One final wrinkle: if the object is declared to be `aliased`, or if it is
created in the heap by means of an allocator, then it is *not*
unconstrained:
it is constrained by the default values of the discriminants, and those values
cannot be modified by full assignment. This is because in the presence of
aliasing all views of the object (which may be manipulated by different tasks,
say) must be consistent, so it is imperative that the object, once created,
remain invariant.
.. _Strict_Conformance_to_the_Ada_Reference_Manual:
Strict Conformance to the Ada Reference Manual
==============================================
The dynamic semantics defined by the Ada Reference Manual impose a set of
run-time checks to be generated. By default, the GNAT compiler will insert many
run-time checks into the compiled code, including most of those required by the
Ada Reference Manual. However, there are three checks that are not enabled
in the default mode for efficiency reasons: arithmetic overflow checking for
integer operations (including division by zero), checks for access before
elaboration on subprogram calls, and stack overflow checking (most operating
systems do not perform this check by default).

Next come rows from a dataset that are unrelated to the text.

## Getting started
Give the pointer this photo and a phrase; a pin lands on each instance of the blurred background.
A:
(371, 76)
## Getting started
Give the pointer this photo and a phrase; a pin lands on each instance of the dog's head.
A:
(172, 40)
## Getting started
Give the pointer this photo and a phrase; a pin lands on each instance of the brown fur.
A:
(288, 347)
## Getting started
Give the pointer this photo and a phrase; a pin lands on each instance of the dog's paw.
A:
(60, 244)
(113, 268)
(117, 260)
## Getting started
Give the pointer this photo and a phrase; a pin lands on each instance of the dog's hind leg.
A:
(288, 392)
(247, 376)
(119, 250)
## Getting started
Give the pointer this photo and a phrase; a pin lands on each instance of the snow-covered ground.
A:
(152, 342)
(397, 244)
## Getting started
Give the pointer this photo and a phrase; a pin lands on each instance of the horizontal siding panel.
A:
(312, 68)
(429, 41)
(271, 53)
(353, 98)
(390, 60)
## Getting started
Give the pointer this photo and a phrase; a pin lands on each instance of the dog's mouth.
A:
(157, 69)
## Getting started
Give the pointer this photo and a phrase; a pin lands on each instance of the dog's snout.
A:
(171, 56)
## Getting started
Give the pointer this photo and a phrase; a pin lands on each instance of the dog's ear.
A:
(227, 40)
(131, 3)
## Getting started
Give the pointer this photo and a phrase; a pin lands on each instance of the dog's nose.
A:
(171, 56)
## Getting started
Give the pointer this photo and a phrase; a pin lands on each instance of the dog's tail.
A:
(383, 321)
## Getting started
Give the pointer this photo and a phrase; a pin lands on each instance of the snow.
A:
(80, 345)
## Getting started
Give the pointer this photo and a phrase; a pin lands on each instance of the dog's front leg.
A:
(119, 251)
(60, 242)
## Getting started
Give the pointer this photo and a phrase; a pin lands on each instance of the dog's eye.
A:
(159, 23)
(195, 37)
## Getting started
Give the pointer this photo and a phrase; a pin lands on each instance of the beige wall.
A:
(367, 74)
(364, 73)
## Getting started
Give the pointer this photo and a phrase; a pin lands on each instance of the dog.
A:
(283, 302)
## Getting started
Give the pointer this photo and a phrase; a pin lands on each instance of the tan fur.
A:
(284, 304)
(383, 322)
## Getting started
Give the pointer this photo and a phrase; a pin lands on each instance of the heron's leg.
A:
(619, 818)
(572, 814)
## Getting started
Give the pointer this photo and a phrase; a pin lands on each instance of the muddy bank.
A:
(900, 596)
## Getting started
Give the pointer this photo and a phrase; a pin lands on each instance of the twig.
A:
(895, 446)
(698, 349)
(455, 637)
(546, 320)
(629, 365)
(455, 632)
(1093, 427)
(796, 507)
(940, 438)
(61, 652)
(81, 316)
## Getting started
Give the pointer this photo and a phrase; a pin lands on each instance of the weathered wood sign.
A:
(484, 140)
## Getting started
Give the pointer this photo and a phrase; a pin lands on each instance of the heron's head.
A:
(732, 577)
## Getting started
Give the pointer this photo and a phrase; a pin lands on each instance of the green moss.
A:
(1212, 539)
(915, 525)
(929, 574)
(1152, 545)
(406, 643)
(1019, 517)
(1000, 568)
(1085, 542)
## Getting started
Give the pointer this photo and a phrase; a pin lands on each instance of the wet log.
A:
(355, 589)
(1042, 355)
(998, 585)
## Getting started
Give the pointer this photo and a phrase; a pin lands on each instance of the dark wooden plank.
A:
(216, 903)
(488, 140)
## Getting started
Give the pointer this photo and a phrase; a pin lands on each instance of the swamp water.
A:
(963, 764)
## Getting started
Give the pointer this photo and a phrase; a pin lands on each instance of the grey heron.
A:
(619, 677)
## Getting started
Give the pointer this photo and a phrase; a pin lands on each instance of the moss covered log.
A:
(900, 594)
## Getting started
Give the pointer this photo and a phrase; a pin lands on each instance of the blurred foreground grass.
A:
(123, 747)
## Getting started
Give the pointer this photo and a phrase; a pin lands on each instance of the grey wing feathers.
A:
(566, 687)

Strict conformance to the Ada Reference Manual can be achieved by adding
three compiler options for overflow checking for integer operations
(*-gnato*), dynamic checks for access-before-elaboration on subprogram
calls and generic instantiations (*-gnatE*), and stack overflow
checking (*-fstack-check*).
Note that the result of a floating point arithmetic operation in overflow and
invalid situations, when the `Machine_Overflows` attribute of the result
type is `False`, is to generate IEEE NaN and infinite values. This is the
case for machines compliant with the IEEE floating-point standard, but on
machines that are not fully compliant with this standard, such as Alpha, the
*-mieee* compiler flag must be used for achieving IEEE confirming
behavior (although at the cost of a significant performance penalty), so
infinite and NaN values are properly generated.